In October 2018, 3M and other defendants, including DuPont and Chemours, were named in a putative class action in the U.S. District Court for the Southern District of Ohio brought by the named plaintiff, a firefighter allegedly exposed to PFAS chemicals through his use of firefighting foam, purporting to represent a putative class of all U.S. individuals with detectable levels of PFAS in their blood. In March 2022, the court certified a class of "[i]ndividuals subject to the laws of Ohio, who have 0.05 [ppt] of PFOA (C-8) and at least 0.05 ppt of any other PFAS in their blood serum." In November 2023, the Sixth Circuit issued an order vacating the class certification decision and remanding the case with instructions that the district court dismiss the case and later denied a motion for rehearing en banc. In March 2024, the district court vacated the class certification order and dismissed the case for lack of jurisdiction. In June 2024, 3M was named as a defendant in a new putative nationwide class action by the same named plaintiff who filed the Ohio suit that was dismissed and is described above.

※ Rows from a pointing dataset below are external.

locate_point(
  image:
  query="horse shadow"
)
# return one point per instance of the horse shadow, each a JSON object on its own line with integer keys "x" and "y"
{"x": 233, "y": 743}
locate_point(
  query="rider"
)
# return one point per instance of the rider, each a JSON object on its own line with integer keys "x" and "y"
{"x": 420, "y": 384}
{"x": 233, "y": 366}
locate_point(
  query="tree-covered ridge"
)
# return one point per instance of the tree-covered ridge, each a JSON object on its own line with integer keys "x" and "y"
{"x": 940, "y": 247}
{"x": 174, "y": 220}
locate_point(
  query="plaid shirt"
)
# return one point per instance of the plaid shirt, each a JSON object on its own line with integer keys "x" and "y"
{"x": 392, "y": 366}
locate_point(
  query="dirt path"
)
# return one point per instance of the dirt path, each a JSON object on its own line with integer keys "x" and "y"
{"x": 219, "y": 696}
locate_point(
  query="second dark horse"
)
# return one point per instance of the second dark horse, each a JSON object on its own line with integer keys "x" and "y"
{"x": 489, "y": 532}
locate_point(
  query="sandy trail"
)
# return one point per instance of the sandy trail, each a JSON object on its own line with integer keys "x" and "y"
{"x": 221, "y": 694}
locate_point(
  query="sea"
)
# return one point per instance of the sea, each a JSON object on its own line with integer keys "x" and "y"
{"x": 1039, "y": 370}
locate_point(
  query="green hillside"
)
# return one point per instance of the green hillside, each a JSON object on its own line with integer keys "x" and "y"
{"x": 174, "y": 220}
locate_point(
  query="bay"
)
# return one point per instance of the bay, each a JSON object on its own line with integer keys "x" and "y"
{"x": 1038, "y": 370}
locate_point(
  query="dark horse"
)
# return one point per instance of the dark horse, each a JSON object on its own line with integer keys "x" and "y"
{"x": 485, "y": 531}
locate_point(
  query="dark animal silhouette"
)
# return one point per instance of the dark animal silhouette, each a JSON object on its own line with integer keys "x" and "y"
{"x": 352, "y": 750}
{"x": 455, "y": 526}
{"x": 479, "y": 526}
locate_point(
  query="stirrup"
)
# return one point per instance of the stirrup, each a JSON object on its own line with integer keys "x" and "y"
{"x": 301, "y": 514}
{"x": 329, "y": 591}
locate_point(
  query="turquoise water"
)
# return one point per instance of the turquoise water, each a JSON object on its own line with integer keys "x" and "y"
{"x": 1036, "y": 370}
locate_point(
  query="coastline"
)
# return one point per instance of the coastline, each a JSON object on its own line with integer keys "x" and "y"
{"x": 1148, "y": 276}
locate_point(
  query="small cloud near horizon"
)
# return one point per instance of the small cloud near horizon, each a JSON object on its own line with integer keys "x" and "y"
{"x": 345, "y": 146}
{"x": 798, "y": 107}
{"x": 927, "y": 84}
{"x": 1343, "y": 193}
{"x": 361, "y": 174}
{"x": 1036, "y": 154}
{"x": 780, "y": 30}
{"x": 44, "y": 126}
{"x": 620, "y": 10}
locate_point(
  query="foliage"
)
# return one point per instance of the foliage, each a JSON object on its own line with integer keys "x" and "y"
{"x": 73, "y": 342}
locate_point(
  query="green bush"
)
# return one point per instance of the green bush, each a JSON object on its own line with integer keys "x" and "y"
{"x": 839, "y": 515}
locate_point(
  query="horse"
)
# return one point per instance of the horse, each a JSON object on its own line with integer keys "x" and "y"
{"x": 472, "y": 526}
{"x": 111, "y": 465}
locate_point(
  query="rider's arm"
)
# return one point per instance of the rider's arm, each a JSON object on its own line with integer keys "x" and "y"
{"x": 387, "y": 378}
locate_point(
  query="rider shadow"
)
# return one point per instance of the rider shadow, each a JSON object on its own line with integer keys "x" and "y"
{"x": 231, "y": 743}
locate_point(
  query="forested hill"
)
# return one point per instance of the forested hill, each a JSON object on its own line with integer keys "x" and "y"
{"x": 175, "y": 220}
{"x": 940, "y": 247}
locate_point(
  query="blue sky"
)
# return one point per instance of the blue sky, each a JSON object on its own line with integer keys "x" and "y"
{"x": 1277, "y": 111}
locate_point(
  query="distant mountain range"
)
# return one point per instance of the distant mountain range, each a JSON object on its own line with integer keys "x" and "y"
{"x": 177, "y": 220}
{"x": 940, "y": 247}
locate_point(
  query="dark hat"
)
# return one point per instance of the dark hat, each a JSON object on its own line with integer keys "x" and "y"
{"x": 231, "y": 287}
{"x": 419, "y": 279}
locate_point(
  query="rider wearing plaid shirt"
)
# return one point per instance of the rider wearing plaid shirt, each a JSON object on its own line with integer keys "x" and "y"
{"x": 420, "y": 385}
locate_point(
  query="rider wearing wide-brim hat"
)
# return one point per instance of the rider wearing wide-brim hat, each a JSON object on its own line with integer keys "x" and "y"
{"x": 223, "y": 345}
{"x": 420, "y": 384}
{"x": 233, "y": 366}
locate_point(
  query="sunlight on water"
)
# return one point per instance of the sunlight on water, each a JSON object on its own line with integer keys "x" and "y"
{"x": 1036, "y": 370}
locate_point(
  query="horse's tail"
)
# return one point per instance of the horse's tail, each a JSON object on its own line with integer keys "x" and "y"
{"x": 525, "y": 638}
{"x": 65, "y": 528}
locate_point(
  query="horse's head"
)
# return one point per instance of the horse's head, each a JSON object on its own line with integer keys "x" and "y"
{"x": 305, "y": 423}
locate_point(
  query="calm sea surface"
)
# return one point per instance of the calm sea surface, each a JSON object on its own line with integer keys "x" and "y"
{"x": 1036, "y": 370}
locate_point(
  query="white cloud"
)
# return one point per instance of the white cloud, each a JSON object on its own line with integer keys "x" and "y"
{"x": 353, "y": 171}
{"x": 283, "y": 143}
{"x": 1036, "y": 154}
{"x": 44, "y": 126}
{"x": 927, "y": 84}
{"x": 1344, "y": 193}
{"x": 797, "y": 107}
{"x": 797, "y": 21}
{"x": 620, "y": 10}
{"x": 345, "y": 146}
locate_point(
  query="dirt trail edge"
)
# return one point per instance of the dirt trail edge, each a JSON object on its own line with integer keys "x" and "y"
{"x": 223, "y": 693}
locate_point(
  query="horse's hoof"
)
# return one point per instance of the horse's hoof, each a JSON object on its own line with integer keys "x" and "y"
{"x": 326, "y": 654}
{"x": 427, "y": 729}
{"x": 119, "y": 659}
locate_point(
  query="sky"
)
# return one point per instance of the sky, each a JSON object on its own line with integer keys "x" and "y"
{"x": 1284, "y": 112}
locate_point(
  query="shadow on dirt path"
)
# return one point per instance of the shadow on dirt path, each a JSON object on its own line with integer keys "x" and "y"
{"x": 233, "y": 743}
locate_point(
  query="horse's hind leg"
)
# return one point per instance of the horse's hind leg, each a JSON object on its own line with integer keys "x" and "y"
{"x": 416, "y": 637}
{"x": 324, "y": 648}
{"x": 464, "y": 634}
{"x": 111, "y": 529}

The new suit was brought against only 3M and DuPont entities and seeks to establish a putative class of anyone subject to the laws of Ohio or subject to the law of states that recognize the claims for relief filed by plaintiffs with blood serum levels of 2 ppb or more of PFOS and PFOA (combined) manufactured by defendants. 3M was served with the suit in July 2024 and subsequently filed a motion to transfer the case to the AFFF MDL, which was denied in October 2024. In October 2024, 3M filed a motion to dismiss the lawsuit, which motion is pending.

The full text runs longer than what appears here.